At least 5k...most of it coming from ludicrously expensive FW...

-Dirge


----------



## World Eater XII (Dec 12, 2008)

couple hundred on my world eaters..new army so the funding is just beginning


----------



## Talos (Aug 4, 2008)

around £300 on my CSM plus daemons. About to start a new IG army which will either be a Traitor guard or moridan iron guard so both will be costly options.
I buy alot of my warhammer on ebay so nice and cheap (pred .99p, Blood thirster £3.60, Baneblade £25) I think a vast amount of my money around 40% is spent on hobby stuff such as paint,brushs, tools and greenstuff.


----------



## Red Orc (Jun 14, 2007)

I too get a lot of ebay stuff.

On the other hand, I also started collecting WHFB stuff in the mid-80s, so that's about 24 years of collecting. No plastics in those days, it was all metal. With _lead_ in it.

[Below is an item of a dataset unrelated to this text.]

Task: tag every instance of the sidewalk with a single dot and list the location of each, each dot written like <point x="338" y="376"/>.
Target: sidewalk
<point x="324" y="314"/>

On the other other hand, when I started, lead minis were 10-40p (about, 10-40c Euro, or 15-60c US, 18-75c Canadian, I'm sorry I have no idea of the Australian and New Zealand exchange rates, or for any other currencies). But then again everytrhing else was cheaper...

It's really difficult to say. But as I've got a couple of thousand minis, for at least 8 different games, a lot of them metal, I'd suspect I've spent _lots_.

:slightly shamefaced cyclops:


----------



## Djinn24 (Jan 12, 2008)

The lead in the minis explains alot my cyclopean friend!


----------



## Lord Sinkoran (Dec 23, 2006)

in short too much

take the last 3 months i have spent more money on warhammer based things than I did on food and alcohol, i'm a student and thats blasphemy


----------



## CamTheApostle (Oct 31, 2008)

Way, way too much. My first army was a necron army, so it wasn't too expensive. Probably $200-300. Then I switched to IG for some LatD, which included trio of the dreaded Leman Russ tank. Including a few other things, spent at least as much as the first. Finally, I went to my current CSM, which I started off buying the majority of my troops (in various forms of assembly) for a little over $300 (was easily over $600 of stuff). Since then, I have spent at least $200 on conversion bits (go Word Bearer Legion!), and picked up a couple hundred bucks worth of extra stuff (such DAV for chosen and possessed). In addition, in the last three months I have spent some $500 in the past 3 months on stuff (buying frenzy and new CD army). So at a bare minimum I would estimate $1500. That doesn't include random conversion projects, materials (such as paint, brushes, greenstuff, dremil tools, etc...) and 40K stuff for friends (such as that GK dreadnought for Christmas 06).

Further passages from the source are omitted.